The latest province to approve Facility Association’s profit provision
Facility Association (FA) announced the Newfoundland and Labrador rate board has approved the use of a profit provision for members’ capital. It is the last province to do so, said FA President and CEO Saskia Matheson.
“FA member companies support the FARM [facility association residual market] and the guarantee of market availability through capital, and now every FARM rating jurisdiction recognizes the need to provide a fair return to the members for that support,” Matheson said during FA’s annual general meeting earlier this month.
In an interview with Canadian Underwriter, Matheson explained how the profit-provision structure works, and why Newfoundland’s rate board has now approved it.

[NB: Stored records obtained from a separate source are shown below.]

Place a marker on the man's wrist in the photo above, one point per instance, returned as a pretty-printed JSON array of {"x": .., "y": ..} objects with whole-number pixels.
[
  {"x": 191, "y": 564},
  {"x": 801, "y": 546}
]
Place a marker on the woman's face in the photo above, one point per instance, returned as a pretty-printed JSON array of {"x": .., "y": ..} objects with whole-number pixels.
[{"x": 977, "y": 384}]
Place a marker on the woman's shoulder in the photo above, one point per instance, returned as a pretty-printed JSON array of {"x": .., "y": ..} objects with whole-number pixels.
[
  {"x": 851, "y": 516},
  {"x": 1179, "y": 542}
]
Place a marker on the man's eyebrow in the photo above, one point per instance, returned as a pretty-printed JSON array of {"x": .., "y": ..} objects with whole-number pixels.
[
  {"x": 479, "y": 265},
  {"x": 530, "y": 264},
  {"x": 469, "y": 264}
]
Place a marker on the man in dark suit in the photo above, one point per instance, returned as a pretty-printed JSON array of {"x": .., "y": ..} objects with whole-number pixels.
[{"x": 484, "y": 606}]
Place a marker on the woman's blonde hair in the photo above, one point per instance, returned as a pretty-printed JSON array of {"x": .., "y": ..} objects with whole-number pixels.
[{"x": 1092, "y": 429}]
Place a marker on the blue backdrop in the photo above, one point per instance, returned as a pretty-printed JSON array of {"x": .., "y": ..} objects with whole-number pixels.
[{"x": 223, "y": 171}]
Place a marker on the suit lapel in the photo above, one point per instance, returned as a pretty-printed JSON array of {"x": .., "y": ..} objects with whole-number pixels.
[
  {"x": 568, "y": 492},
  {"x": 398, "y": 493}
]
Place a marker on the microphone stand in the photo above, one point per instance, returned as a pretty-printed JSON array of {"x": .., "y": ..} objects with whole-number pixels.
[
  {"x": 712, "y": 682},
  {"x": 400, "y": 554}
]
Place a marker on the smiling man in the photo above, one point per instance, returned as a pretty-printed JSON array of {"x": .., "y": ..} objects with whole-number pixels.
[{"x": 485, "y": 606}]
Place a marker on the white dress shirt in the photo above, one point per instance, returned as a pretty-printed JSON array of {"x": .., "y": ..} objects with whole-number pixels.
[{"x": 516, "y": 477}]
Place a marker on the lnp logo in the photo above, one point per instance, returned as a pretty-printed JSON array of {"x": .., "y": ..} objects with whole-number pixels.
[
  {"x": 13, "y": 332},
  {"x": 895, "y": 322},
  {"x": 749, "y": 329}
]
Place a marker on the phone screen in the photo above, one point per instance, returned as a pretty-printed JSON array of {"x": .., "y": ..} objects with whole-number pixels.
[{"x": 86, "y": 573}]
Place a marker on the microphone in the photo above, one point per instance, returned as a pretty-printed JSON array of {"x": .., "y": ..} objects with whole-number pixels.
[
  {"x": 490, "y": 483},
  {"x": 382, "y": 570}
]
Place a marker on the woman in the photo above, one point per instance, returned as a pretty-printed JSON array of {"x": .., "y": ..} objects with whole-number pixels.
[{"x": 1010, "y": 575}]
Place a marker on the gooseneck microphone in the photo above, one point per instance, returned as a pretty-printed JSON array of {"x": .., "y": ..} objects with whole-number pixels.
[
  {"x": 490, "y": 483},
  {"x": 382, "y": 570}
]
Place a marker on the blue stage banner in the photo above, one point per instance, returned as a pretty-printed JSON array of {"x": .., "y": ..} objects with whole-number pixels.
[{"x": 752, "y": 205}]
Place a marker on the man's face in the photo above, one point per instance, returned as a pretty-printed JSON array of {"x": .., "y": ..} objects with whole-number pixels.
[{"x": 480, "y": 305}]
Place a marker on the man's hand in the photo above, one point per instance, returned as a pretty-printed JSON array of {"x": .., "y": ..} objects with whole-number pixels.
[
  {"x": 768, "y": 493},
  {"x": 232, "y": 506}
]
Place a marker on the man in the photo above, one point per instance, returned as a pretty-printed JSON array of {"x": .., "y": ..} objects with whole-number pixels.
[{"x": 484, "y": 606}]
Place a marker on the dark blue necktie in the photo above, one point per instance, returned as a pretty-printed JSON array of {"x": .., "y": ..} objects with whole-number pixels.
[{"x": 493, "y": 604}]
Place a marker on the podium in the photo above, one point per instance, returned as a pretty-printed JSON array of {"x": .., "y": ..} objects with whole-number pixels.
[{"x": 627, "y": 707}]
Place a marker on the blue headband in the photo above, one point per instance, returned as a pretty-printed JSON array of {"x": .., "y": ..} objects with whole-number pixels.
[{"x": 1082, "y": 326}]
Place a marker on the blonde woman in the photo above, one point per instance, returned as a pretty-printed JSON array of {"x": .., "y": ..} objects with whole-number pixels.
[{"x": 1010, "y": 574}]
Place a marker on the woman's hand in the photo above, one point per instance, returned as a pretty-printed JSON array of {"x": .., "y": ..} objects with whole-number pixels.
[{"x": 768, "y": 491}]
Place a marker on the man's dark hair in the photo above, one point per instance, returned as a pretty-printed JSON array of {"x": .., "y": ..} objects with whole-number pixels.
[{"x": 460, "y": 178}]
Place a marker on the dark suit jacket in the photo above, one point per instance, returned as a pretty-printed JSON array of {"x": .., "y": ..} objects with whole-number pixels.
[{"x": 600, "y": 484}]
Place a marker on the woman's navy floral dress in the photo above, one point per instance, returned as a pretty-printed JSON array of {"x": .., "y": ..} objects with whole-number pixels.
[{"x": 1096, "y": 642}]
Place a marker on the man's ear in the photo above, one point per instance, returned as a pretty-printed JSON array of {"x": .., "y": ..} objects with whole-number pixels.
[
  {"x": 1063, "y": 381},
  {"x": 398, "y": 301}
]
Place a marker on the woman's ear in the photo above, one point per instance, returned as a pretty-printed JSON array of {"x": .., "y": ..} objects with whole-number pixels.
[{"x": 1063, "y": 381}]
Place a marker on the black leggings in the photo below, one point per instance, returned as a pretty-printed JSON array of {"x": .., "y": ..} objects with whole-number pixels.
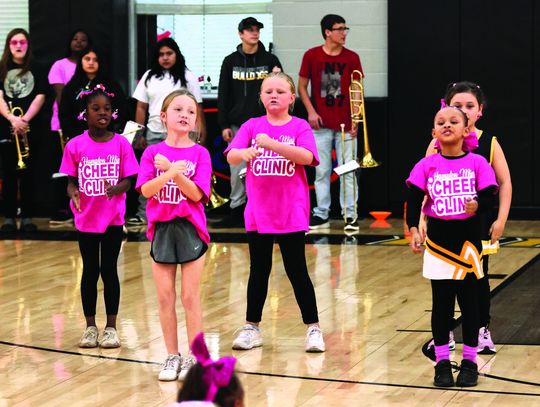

“That premium that we write through FARM is supported by capital that is provided by the industry members. It is part of the way FA is structured.
“What we do in order to compensate members for that capital — so just like in their own business — we put a provision for return on that capital within our rates, just like a company would on their own [rate]. We use 12% as the target,” Matheson explained.
Newfoundland and Labrador was the last province to approve FA’s profit provision structure after recently amending their legislation around automobile insurance rating.
“There used to be a specific part of their legislation that said Facility Association was not allowed to include profit provision…when the legislation changed in 2019, they removed that provision,” Matheson said.
Based on FA’s institutional knowledge, Ontario was the first province to approve this structure in 2013. Other provinces followed in subsequent years.
“We have been working hard and collaboratively with the Newfoundland rate board to try and have this implemented. It’s reflective of what’s happening in other jurisdictions throughout Canada, so it’s been a work in progress for a number of years,” added Derek Tupling, VP of government relations and communications.
Matheson said this profit provision works in concert with FA’s goal to be ‘cost neutral.’
“The Facility Association writes that [high-risk] business and we want its impact to be small, and we also want it to be neutral. It shouldn’t cost the industry,” she explained. “In order for it to be neutral, it needs to return that base level of profit on the capital behind it.”
“We are doing that so the industry is not subsidizing this nonstandard business in Newfoundland and/or other provinces aren’t subsidizing [it],” Matheson said. “Each province is carrying its own weight for its own business.”
Somebody is always picking up that price, she said. But the profit provision makes it so that it doesn’t fall on Newfoundland drivers. “Part of the truth of insurance is, if one person isn’t paying their weight, somebody else is always picking up the cost.”